作者:郭震
16. How to get the positions of items of series A in another series B?
如何获取Series A 中的项在另一个 Series B 中的位置?
Get the positions of items of ser2 in ser1 as a list.
# input
ser1 = pd.Series([10, 9, 6, 5, 3, 1, 12, 8, 13])
ser2 = pd.Series([1, 3, 10, 13])
# get's the index, but it's sorts the index
list(ser1[ser1.isin(ser2)].index)
# using numpy where
[np.where(i == ser1)[0].tolist()[0] for i in ser2]
# using pandas Index and get location
[pd.Index(ser1).get_loc(i) for i in ser2]
17. How to compute the mean squared error on a truth and predicted series?

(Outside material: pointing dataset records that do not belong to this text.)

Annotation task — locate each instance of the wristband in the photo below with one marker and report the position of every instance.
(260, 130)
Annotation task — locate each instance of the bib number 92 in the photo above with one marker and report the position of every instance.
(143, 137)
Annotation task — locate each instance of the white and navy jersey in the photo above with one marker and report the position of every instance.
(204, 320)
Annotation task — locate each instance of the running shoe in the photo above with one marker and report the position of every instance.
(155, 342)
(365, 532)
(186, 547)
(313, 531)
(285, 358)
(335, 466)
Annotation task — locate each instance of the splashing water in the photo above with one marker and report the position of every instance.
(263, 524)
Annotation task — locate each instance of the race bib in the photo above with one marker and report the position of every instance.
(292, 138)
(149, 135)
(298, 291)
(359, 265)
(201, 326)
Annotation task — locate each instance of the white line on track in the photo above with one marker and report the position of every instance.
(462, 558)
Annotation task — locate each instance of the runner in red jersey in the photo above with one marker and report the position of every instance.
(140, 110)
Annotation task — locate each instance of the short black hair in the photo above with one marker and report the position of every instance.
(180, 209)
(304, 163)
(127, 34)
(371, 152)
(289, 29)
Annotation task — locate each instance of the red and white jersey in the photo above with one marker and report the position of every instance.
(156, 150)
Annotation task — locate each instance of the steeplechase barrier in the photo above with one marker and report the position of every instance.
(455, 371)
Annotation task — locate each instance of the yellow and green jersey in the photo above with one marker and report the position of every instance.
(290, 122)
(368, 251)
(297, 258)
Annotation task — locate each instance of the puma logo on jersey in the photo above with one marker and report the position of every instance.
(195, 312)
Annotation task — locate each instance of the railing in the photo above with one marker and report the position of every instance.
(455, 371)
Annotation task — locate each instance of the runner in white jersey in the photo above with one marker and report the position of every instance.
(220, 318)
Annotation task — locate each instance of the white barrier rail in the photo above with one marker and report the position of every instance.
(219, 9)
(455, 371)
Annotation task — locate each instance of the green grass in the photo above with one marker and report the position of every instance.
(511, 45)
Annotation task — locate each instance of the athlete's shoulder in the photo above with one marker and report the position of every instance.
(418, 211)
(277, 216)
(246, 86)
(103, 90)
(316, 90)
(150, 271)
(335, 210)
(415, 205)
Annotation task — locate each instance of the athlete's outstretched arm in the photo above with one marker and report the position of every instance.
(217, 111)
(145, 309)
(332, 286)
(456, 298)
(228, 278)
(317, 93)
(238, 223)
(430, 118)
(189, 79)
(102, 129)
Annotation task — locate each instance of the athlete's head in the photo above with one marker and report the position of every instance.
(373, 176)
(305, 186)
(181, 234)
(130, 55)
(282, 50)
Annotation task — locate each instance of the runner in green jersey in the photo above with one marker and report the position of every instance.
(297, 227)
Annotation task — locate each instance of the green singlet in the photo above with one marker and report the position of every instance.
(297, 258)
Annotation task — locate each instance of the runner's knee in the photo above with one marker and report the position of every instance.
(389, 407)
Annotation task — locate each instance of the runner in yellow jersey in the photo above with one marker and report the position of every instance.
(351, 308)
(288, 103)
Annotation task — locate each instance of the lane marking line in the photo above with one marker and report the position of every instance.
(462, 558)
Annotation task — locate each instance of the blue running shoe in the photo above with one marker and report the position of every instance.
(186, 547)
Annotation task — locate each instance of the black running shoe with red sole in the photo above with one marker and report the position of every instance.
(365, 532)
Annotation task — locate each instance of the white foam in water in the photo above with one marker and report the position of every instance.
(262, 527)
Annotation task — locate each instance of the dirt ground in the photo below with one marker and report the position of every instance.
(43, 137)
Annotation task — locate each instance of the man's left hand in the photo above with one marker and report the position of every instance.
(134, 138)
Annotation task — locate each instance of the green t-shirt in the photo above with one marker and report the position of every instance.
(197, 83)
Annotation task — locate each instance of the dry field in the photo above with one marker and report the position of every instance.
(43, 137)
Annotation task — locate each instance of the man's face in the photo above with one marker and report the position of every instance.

如何计算真实值和预测值Series之间的均方误差(MSE)?
Compute the mean squared error of truth and pred series.
# input
truth = pd.Series(range(10))
pred = pd.Series(range(10)) + np.random.random(10)
# BAD, don't use it
(np.mean([(truth_i - pred_i)#### 2 for truth_i, pred_i in zip(truth, pred)]))
# using numpy
np.mean((truth-pred)#### 2)
# using sklear metrics
from sklearn.metrics import mean_squared_error
mean_squared_error(truth, pred)
18. How to convert the first character of each element in a series to uppercase?
如何将Series中每个元素的首字母转换为大写?
Change the first character of each word to upper case in each word of ser.
# input
ser = pd.Series(['just', 'a', 'random', 'list'])
ser
# using python string method title() Assumes we only encounter string in the list
[i.title() for i in ser]
# using lambda
ser.map(lambda x: x.title())
# other solution
ser.map(lambda x: x[0].upper() + x[1:])
19. How to calculate the number of characters in each word in a series?
# input
ser = pd.Series(['just', 'a', 'random', 'list'])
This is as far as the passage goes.